The tech press has been full of manufactured outrage and clickbait headlines about supposed invasions of privacy built into Windows 10 by a wicked Microsoft. Most of it falls apart on close examination and turns out to be mundane and uninteresting – I can’t find the energy to be upset that Microsoft collects anonymous information about the way you use Windows to improve it and fix bugs, for example.

But Microsoft’s eagerness to push Windows 10 upgrades is causing it to use poor judgment. It’s not invading your privacy but it might be using your bandwidth inappropriately: first, by downloading gigabytes of Windows 10 setup files to your computer in the background, even if you haven’t requested them or don’t plan to upgrade; and second, by uploading Windows 10 setup files and updates to other computers without asking permission.


You don’t have to do anything. Don’t panic. There’s one setting you should change after upgrading to Windows 10, but otherwise relax. This is just news, not a crisis.

Windows 10 update files are secretly downloaded

A few days ago, The Inquirer reported that Windows 7 users were discovering a hidden folder named $Windows.~BT with 3.5-6Gb of setup files for Windows 10. The curious part was that they were discovered on machines that had NOT opted in to “reserve” a copy of Windows 10 with the intrusive icon in the lower right corner of the taskbar.

When asked, Microsoft confirmed that it was doing this on purpose. Its statement in full: “For individuals who have chosen to receive automatic updates through Windows Update, we help upgradable devices get ready for Windows 10 by downloading the files they’ll need if they decide to upgrade. When the upgrade is ready, the customer will be prompted to install Windows 10 on the device.”

It’s part of the functionality built into KB3035583, the update that created the annoying upgrade icon in the first place. The update was released through the Automatic Update system and was marked as “Important,” which means it was installed automatically as part of a routine Patch Tuesday update several months ago.

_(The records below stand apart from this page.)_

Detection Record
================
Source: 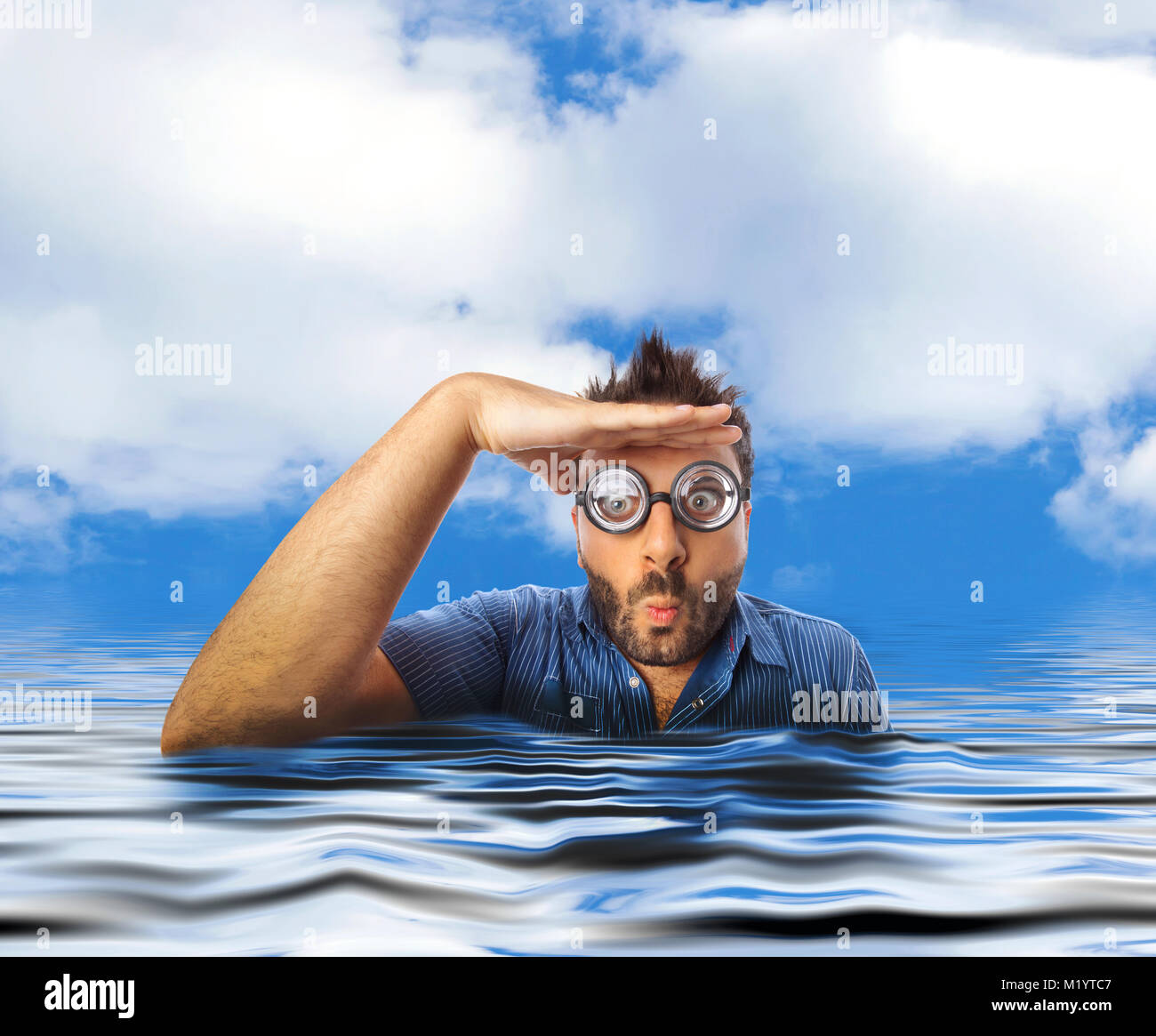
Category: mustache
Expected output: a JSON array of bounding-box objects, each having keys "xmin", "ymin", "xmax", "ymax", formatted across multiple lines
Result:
[{"xmin": 627, "ymin": 569, "xmax": 686, "ymax": 605}]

It wasn’t understood until Microsoft’s statement last week that the update also downloads the Windows 10 update files and stores them in the hidden folder just in case you decide to upgrade some day. Microsoft acknowledged that it does that for “individuals who have chosen to receive automatic updates through Windows Update” – which is everyone, at Microsoft’s urging and as a best practice to stay secure.

But it means the button to “reserve” a copy of Windows 10 must be completely meaningless. It doesn’t seem to make any difference whether that button was pushed or not, as the Windows 10 update files are downloaded regardless.

You probably don’t have any reason to worry about this but it reflects poor judgment and miserable communication by Microsoft. And it can have harmful effects in at least some cases: there are people with very small hard drives who are upset that the update files are using precious storage space; and there are people with limited bandwidth who are upset that their connection is slowed down by the download. In the worst cases, the download has used up the available bandwidth for people on metered connections.

This one doesn’t make any sense. If you push the “Reserve” button, you should get the upgrade files in the background. If you don’t push the button, you shouldn’t get the files. The upgrade icon and notices already made Microsoft look overeager, but downloading the files for people who haven’t asked for them crosses the line and makes Microsoft look deceptive and sneaky.

Windows 10 update files are secretly uploaded

After you install Windows 10, your computer begins uploading Windows 10 setup files to other computers on the Internet using technology that closely resembles BitTorrent. “Windows Update Delivery Optimization” turns your computer into part of a peer-to-peer network delivering updates to others. Like torrents, many computers contribute small portions of the updates and the receiving computers assemble them into their final form. It’s anonymous and secure.

It’s also using your Internet connection to help Microsoft by reducing the load on its servers. You weren’t asked about this. It’s turned on by default in Windows 10 Home and Pro, and the setting to turn it off is deeply hidden. It’s not limited to Windows 10 upgrade files; Microsoft will continue using your connection in the future to distribute future updates and apps from the Windows Store.

Microsoft has no business using your upstream bandwidth without your knowledge for something that does not benefit you. If you have lots of bandwidth and choose to help out a worthy cause, that’s great! The worthy cause might be helping Microsoft keep computers up to date, or it might be the search for extraterrestrial intelligence. The choice ought to be yours.

Windows 10 - turn off windows update delivery optimization

I’d suggest limiting the uploads to PCs on your local network, or turning this feature off altogether. Go to Start / Settings / Update & Security / Windows Update and select Advanced Options. Use the toggle to turn Delivery Optimization off. You’ll still get updates and apps from Microsoft normally.

This isn’t a crisis and it doesn’t invade your privacy. It’s just another example of the importance of the setting chosen as the default for an operating system feature. If this was turned off by default and Microsoft encouraged you to turn it on as an act of good will, they would deserve congratulations for ingenuity. Instead they look devious.